Winner,
Agreed. I was with you right up to when you typed this bit...
Most of the Romans who made it to the New World are soldiers, not farmers, fishermen, hunters or craftsmen. They don't know how to survive in this strange land.
The legions of Rome - from before the Marian Reforms, through the long death of the Republic, and up through 3rd Century CE - were simply crammed full of men with "civilian" skill sets. Hell, after the legions morphed from short service conscripts to long service professionals, you had a better chance of joining if you already were a craftsman of some sort.
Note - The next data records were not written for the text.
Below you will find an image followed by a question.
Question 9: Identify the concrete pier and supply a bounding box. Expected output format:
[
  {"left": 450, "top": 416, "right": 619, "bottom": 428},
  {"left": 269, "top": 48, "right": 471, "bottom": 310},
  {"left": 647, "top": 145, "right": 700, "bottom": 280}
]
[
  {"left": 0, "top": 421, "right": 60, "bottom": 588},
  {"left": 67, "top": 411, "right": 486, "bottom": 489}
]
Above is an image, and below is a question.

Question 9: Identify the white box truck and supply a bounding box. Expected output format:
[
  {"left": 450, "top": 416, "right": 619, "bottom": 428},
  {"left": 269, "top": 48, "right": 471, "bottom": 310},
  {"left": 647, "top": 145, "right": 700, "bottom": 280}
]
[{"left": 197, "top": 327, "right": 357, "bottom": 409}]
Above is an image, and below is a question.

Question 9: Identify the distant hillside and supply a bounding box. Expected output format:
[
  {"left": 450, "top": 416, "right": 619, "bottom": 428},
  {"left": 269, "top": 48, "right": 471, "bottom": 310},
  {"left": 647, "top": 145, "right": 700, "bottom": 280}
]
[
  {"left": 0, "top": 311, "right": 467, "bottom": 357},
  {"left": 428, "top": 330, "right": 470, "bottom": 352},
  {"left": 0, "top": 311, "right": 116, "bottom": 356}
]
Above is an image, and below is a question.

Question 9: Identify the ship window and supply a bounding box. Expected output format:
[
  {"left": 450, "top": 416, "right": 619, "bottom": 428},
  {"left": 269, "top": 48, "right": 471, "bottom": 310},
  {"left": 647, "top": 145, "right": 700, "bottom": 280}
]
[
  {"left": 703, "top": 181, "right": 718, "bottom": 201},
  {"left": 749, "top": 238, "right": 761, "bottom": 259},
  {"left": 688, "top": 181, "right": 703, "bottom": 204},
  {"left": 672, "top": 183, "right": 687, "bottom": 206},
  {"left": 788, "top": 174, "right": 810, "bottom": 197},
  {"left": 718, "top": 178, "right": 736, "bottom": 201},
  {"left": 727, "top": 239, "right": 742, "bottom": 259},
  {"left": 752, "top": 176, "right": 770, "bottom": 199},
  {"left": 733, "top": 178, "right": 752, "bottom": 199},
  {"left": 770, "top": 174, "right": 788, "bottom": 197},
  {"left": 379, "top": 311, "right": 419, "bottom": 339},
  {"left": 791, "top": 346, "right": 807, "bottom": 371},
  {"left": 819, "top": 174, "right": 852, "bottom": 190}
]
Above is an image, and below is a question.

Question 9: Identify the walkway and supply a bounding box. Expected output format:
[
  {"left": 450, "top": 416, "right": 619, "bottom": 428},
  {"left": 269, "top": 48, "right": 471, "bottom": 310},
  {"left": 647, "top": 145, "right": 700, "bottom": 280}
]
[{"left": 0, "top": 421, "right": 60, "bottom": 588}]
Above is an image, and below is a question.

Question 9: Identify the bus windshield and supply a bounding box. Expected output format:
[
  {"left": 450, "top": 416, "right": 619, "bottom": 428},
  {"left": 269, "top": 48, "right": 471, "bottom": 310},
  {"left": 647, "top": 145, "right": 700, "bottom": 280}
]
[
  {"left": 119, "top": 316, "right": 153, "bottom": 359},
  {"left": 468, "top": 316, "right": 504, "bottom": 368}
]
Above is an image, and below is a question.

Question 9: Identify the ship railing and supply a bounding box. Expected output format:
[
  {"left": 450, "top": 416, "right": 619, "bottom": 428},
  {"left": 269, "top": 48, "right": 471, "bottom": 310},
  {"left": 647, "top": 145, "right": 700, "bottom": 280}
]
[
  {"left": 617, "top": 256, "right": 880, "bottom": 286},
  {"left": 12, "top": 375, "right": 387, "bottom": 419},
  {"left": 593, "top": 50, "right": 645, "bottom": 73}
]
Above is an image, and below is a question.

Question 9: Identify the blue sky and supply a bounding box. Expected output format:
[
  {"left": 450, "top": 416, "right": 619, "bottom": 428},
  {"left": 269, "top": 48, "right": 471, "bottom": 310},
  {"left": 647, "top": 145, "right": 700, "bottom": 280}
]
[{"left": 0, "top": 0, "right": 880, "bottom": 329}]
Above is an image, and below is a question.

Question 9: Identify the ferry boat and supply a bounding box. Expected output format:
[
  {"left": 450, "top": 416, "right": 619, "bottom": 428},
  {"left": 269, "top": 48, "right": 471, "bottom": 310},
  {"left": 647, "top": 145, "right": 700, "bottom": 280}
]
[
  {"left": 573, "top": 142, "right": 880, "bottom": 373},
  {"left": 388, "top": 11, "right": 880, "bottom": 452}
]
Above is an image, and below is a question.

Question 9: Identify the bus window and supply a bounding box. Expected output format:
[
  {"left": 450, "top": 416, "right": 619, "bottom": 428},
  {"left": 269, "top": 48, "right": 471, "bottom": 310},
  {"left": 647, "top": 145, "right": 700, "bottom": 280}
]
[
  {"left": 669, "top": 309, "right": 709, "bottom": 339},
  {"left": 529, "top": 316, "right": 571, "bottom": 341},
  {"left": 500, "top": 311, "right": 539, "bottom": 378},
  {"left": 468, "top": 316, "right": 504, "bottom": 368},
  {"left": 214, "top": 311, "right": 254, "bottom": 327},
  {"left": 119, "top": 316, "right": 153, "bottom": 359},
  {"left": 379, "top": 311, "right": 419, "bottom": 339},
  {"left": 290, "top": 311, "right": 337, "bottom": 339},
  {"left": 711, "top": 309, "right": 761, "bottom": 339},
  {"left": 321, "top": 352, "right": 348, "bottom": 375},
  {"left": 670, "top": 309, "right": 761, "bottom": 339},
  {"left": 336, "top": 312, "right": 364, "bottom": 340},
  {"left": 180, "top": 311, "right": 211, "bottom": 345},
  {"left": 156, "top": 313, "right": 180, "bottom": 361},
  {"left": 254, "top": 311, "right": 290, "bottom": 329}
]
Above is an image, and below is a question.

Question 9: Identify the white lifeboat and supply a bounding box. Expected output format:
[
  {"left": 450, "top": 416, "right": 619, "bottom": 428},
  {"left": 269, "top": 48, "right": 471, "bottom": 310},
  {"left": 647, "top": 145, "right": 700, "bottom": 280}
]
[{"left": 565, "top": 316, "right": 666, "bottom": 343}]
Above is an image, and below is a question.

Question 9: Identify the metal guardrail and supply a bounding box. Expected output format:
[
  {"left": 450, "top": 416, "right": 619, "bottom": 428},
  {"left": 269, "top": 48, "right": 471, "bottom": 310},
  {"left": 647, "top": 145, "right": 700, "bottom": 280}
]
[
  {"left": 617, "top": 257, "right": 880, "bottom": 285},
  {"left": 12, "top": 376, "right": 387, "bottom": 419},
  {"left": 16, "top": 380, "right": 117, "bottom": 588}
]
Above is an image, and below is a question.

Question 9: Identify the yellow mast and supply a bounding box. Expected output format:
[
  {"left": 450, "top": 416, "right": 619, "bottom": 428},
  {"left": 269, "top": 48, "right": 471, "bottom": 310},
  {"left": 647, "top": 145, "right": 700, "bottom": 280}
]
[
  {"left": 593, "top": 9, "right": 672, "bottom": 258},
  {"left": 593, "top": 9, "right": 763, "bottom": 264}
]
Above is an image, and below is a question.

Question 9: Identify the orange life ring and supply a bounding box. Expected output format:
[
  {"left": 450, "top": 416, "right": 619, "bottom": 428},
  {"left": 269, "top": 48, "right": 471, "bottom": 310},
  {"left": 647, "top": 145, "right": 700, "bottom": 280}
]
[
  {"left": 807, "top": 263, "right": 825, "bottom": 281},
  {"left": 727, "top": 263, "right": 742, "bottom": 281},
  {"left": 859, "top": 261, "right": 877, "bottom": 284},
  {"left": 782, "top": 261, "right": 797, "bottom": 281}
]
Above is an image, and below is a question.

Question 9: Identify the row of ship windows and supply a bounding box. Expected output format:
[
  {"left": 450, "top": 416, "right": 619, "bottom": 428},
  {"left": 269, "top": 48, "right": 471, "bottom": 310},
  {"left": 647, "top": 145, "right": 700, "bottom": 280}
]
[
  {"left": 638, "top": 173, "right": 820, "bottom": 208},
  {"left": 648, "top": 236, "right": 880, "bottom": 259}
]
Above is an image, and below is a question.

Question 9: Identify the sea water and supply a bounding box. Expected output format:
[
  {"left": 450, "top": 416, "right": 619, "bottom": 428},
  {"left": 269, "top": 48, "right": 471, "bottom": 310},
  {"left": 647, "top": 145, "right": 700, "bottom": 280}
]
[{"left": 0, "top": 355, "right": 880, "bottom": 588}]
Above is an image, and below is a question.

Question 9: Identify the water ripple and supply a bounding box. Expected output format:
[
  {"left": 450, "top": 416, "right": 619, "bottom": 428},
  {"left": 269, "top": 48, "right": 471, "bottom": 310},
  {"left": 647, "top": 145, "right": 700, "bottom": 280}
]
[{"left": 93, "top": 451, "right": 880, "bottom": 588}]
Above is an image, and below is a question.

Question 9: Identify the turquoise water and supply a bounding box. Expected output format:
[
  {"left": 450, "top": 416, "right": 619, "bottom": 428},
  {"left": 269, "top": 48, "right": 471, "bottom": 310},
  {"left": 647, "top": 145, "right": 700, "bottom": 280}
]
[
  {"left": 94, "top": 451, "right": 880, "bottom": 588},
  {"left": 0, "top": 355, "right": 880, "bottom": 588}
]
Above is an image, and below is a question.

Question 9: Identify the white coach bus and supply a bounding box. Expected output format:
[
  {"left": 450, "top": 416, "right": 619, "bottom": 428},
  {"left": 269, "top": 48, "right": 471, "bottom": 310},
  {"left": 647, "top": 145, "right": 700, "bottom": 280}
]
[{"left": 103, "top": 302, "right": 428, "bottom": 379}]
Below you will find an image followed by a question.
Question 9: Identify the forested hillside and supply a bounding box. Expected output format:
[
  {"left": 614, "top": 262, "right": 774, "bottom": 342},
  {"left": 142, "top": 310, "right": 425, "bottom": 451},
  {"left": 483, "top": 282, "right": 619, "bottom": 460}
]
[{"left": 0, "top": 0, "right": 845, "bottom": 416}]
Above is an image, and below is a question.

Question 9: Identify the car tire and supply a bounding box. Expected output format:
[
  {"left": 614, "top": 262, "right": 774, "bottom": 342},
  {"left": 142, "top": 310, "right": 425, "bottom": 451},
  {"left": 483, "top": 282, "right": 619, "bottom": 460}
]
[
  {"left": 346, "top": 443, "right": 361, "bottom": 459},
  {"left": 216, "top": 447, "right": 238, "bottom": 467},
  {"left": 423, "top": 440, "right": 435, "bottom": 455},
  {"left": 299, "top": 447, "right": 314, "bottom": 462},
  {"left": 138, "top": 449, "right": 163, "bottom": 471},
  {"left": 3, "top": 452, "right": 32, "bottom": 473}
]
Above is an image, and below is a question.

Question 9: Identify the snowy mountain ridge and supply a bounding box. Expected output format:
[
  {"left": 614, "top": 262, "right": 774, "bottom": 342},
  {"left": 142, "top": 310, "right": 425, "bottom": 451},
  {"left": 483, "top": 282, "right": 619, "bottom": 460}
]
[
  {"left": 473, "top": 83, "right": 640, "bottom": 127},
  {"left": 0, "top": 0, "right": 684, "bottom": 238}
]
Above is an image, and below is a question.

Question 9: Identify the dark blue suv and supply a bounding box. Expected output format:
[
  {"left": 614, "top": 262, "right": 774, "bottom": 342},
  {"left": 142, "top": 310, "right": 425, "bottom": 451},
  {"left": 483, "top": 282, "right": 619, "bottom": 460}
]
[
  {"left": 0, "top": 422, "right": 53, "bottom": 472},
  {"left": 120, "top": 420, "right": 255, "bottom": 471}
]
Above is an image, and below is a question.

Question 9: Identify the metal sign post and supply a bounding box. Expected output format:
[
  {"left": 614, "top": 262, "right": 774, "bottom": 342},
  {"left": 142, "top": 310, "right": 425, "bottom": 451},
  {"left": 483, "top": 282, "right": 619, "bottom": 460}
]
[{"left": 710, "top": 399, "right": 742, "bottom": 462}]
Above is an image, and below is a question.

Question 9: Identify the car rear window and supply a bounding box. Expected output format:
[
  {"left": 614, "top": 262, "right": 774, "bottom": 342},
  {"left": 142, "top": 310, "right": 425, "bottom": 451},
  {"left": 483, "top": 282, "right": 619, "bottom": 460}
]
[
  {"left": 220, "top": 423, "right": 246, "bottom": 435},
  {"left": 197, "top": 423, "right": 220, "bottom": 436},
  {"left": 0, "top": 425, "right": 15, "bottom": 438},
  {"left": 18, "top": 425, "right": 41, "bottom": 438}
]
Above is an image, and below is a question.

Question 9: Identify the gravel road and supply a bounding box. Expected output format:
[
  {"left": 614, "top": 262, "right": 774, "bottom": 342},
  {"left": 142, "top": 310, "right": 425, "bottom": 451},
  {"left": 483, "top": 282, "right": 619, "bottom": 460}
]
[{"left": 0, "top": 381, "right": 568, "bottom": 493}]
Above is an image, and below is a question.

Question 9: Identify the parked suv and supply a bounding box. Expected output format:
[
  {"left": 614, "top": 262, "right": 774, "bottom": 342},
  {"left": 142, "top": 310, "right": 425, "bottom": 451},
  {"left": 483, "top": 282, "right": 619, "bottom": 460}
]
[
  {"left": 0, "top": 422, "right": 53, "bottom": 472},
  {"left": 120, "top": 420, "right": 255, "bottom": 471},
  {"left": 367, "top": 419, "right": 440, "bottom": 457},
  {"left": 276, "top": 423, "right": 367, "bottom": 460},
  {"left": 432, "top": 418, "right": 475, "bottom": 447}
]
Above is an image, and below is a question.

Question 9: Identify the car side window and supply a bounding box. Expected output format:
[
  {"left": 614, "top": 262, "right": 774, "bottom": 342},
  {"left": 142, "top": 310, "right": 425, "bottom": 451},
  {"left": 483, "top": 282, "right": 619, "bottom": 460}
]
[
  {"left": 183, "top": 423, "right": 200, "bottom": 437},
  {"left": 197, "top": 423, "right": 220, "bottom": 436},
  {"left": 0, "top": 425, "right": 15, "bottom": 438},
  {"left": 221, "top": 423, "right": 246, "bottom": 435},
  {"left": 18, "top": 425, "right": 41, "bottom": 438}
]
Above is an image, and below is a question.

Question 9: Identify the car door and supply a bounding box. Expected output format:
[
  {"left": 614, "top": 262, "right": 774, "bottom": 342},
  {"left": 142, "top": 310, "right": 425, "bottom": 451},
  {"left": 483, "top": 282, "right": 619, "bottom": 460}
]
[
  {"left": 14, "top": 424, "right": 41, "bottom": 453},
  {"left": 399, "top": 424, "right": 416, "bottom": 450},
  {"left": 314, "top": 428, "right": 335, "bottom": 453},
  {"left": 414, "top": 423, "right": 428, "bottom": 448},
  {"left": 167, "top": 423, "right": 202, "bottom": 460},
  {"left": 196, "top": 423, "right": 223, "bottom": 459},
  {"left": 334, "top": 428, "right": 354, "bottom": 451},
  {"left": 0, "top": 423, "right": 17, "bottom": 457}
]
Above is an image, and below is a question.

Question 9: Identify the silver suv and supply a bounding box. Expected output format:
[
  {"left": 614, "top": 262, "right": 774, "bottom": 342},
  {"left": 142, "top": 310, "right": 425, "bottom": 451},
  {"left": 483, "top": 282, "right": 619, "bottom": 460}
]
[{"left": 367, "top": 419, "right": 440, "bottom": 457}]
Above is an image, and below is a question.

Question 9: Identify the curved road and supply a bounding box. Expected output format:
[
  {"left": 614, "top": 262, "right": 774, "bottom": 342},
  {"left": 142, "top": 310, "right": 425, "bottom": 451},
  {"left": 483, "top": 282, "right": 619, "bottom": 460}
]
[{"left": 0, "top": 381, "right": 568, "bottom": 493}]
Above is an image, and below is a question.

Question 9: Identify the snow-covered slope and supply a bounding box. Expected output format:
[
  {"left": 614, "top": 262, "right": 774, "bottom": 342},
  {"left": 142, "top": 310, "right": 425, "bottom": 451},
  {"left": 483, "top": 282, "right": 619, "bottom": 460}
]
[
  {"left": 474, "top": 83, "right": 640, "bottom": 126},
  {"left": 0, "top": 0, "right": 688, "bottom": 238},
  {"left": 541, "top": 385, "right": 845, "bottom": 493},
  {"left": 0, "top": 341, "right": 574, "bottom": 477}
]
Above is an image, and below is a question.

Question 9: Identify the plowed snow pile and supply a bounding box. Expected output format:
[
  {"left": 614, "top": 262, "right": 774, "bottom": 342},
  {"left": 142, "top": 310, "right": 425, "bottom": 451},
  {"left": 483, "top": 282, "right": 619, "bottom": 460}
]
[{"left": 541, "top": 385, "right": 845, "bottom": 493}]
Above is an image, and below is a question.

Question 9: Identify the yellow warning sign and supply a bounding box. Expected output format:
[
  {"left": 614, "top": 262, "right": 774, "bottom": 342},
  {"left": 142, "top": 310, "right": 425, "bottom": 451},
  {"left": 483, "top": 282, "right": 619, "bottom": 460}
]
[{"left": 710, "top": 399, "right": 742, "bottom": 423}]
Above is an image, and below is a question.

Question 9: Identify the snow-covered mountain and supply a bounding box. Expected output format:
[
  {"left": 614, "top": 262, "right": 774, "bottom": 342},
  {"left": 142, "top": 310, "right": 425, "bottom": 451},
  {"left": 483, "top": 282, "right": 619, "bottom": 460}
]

You name it and a legion could do it; butchering, baking, or candlestick making. They grew or raised a big part of their own food, only buying bulk grains from suppliers. They made their own clothes, armor, and footwear. They had their own blacksmiths, foundaries, and factories. (Even now we still find buried caches of iron nails near legion forts that weigh in the tons. Keeping the boys busy making nails was apparently one Roman cure for the
cafard.) They cut timber, made lumber, quarried stone, fired kilns, and performed hundreds of other tasks.
I'd have trouble believing a thousand or so ordinary Roman citizens would possess enough skills to recreate their homes after a shipwreck. However, I'd have no trouble believing that a thousand legionnaires could so.
I do have lots of touble with this "caught in a storm off Iberia, end up in the Carribean" POD however. It's too far and would take too much time. A storm of enough severity and length to do the job would also be strong enough and long enough to sink a classical vessel well before it crossed the Atlantic.
And somehow landing in South America is even more implausible. Check the latitudes, you'll have to be well south of Morocco before you're "even" with South America and then you'd be in the "horse" latitudes. Storms blow out of that region, not into it.
A lucky or nearly fatal voyage for a merchant that opens the Canaries route across the Atlantic and starts a trickle of trade? Maybe. Thousands of refugee Carthaginians or the XXth Legion being blown off course to the New World? Never.